Halbuki, toplumca bilinen bir şey var: “Layiklik: Din ile devlet işlerinin ayrılmasıdır.” Ve bunun böyle olması gerektir. O halde “Layikliği istemezük;” demek neden? politikacıların bizim en hassas varlığımızla, vicdanımızla oynamasını, bizi; bu arıklığımı zan (zaafımızdan) faydalanarak sömürmelerini istemek neden?... Neden hür yaşamak varken tutsaklığı istiyoruz? Eloğlu ay’a füze göndermekte yarışırken, bizim bu soruları tartışmamızın en önemli sebebi devrimleri anlıyamamamız değil midir?

Üzülerek söylemek gerekir ki, toplumca çok cahiliz.

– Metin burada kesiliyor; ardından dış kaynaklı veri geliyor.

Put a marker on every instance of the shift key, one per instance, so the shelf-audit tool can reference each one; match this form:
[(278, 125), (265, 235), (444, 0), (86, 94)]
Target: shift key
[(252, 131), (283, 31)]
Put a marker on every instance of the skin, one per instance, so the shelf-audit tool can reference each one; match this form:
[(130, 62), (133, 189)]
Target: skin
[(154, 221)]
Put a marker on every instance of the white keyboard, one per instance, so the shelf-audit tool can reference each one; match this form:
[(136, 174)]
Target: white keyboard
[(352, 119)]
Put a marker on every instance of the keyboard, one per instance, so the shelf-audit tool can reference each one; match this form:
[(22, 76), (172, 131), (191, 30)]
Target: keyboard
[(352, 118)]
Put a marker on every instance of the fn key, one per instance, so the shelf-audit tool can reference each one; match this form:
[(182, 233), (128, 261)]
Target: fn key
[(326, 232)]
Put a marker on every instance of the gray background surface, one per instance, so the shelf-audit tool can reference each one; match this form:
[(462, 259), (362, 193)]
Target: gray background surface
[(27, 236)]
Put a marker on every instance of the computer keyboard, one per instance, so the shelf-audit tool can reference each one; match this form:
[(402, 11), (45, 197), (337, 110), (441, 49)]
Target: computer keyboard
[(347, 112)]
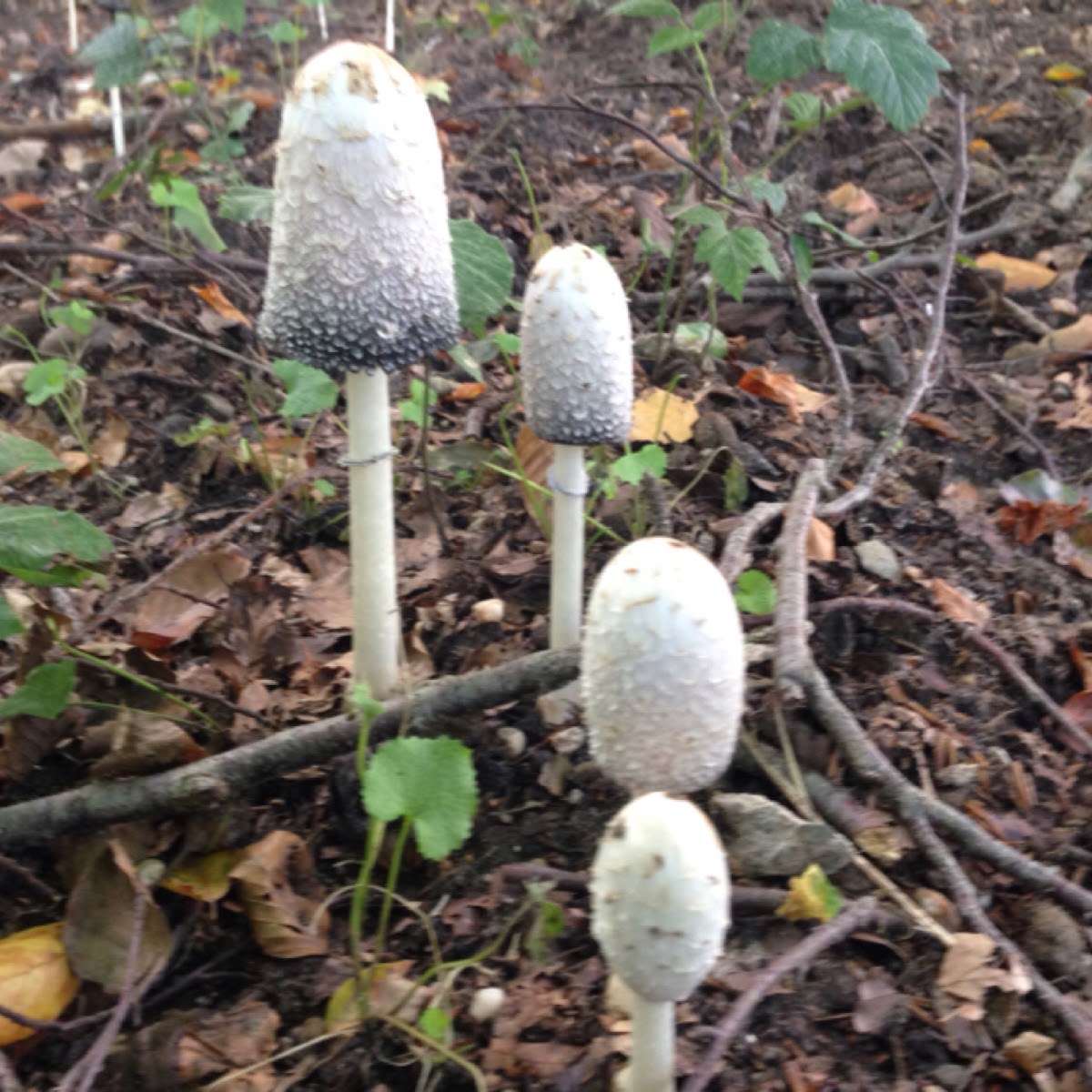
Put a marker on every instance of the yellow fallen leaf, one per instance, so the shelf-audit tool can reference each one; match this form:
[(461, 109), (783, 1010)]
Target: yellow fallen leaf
[(1020, 276), (660, 416), (35, 978)]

Okuma yazma seviyesi yüzde 30’u geçmiyen - Gazeteyi heceliyerek okuyanlar bu orana dahil! - bir ulusuz. Toplumun çoğuna ak’a kara, karaya ak dedirtmek mümkün! O halde atacağımız her adımı dikkatle, ön sezi ile atmağa, sonucunu düşünmeğe mecburuz.

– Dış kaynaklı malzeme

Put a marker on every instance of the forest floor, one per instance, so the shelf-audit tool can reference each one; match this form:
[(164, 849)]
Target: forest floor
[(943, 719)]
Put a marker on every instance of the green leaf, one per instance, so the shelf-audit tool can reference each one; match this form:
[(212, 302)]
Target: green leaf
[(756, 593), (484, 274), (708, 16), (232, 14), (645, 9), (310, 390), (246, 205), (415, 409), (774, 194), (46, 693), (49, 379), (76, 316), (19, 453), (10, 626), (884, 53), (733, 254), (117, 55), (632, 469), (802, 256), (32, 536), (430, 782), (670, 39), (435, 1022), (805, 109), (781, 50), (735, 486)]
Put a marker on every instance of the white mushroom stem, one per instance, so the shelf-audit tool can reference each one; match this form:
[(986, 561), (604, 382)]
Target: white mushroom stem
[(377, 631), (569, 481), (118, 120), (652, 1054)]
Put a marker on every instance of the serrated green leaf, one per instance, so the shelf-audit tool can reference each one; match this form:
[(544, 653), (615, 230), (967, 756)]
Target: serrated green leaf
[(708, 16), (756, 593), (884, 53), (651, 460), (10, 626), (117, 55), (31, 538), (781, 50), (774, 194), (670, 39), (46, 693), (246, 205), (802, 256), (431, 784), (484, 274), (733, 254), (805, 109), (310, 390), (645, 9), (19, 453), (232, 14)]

Devrim düşmanlarıyle, savaşmak onları - kendilerinin metodlarıyla değil - ilmin ışığı altında aydınlatmak aydınlarımıza düşen ilk ve en önemli ödevdir. Ama ruhu uyumuşların bana heciliğin karanlıklarına yuvarlanmışların değil, gerçek manasile devrimleri benimsemiş, millet ve insanlık yoluna hizmet etmenin mana ve önemini bilmiş kişilerin en önemli işidir bu.